'vanilla' LXC containers vs Docker

I was setting up a new server the other day and decided to play a bit with containers. Docker is what was on my mind since it's been all the rage recently. I did NOTt get off to a good start. I might have had the wrong concept. Docker is focused on single processes and I was wanting it to be more like a traditional VM. I ended up throwing my hands up saying "[email protected]#&it" and just provisioned a digital ocean droplet with plain old bash scripts.

Since then I've read more about containers though, and I think I totally prefer a "normal"? LXC container as it can have many processes, persistent storage and no weird linking multiple containers together. Why is docker so popular? I'm sure I'm missing something.

Also while reading about LXC I found this interesting page which I want to try sometime.

What do you want to run in containers? Services? an OS? A more "traditional vm-style" container worth a look at is systemd-nspawn, you can run apps or an entire OS from it easily compared to LXC.
Or if you have a system with SELinux you can check out SELinuxs' sandbox, also very easy to use, but if you're gonna run gui applications from it note that it runs with its own display server Xephyr, so you can't e.g. copy and paste to and from outside of said container.
Those are the ones I personally use to either run other distros alongside my main system or to isolate programs from the host, but that's on a workstation not a server so I haven't been bothered to learn LXC or Docker properly since they're too cumbersome.

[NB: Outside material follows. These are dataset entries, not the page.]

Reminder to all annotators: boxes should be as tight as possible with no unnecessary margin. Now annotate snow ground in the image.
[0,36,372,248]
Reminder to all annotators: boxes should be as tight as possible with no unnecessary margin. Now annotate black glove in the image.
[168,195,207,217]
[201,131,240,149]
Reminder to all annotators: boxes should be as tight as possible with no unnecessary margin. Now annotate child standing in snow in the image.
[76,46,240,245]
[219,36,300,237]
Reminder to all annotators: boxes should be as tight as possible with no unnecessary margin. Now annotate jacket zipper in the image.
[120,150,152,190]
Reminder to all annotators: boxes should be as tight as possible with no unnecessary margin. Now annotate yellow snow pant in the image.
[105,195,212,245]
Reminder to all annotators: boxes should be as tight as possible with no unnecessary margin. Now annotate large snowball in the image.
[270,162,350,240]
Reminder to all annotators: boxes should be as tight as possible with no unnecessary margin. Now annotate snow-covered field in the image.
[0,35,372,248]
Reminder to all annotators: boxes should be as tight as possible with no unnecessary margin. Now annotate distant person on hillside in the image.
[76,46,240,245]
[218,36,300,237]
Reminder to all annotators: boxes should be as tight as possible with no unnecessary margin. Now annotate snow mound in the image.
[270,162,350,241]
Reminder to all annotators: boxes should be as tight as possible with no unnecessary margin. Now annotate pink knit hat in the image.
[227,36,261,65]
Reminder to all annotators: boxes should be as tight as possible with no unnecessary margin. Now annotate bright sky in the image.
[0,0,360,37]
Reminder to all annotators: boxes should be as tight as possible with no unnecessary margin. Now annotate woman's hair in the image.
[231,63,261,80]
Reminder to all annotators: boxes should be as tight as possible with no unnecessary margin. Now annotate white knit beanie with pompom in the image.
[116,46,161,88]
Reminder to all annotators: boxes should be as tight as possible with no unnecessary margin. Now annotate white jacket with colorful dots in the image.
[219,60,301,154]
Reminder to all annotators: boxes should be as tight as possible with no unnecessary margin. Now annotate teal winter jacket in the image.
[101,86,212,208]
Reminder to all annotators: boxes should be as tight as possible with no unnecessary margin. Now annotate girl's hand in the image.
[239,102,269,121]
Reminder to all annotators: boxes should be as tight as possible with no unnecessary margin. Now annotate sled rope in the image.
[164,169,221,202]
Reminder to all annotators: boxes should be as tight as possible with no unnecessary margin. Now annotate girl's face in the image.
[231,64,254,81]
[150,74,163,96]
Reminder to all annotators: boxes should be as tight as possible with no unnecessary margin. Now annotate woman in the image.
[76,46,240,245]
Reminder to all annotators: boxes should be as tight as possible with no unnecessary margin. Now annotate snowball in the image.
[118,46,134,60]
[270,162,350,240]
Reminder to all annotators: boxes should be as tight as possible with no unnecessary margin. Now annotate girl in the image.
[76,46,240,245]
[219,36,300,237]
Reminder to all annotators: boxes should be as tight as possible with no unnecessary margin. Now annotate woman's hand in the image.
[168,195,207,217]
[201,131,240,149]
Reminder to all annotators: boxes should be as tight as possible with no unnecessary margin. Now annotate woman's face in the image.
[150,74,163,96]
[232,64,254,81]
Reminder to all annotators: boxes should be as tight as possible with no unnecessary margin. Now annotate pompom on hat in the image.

EDIT: Prolly the easiest way to setup LXC containers is straight from a GUI, so check out virt-manager if you got X running. Haven't used it myself tho but I know it can be done.

I want to run: nginx, *nodejs and mysql grouped together into a service.

I guess my goal is not to isolate them from the OS, my goal is to have a setup I can transfer to some one else quickly or move from one server to a new in as few steps as possible.

Up to now, I've used either vagrant and bash scripts to do this, bonus is it also works on windows 'n mac's that colleagues unfortunately use. This method works well enough for me most times.

*nodejs is new to me and I don't like it but it's what is being used in this case.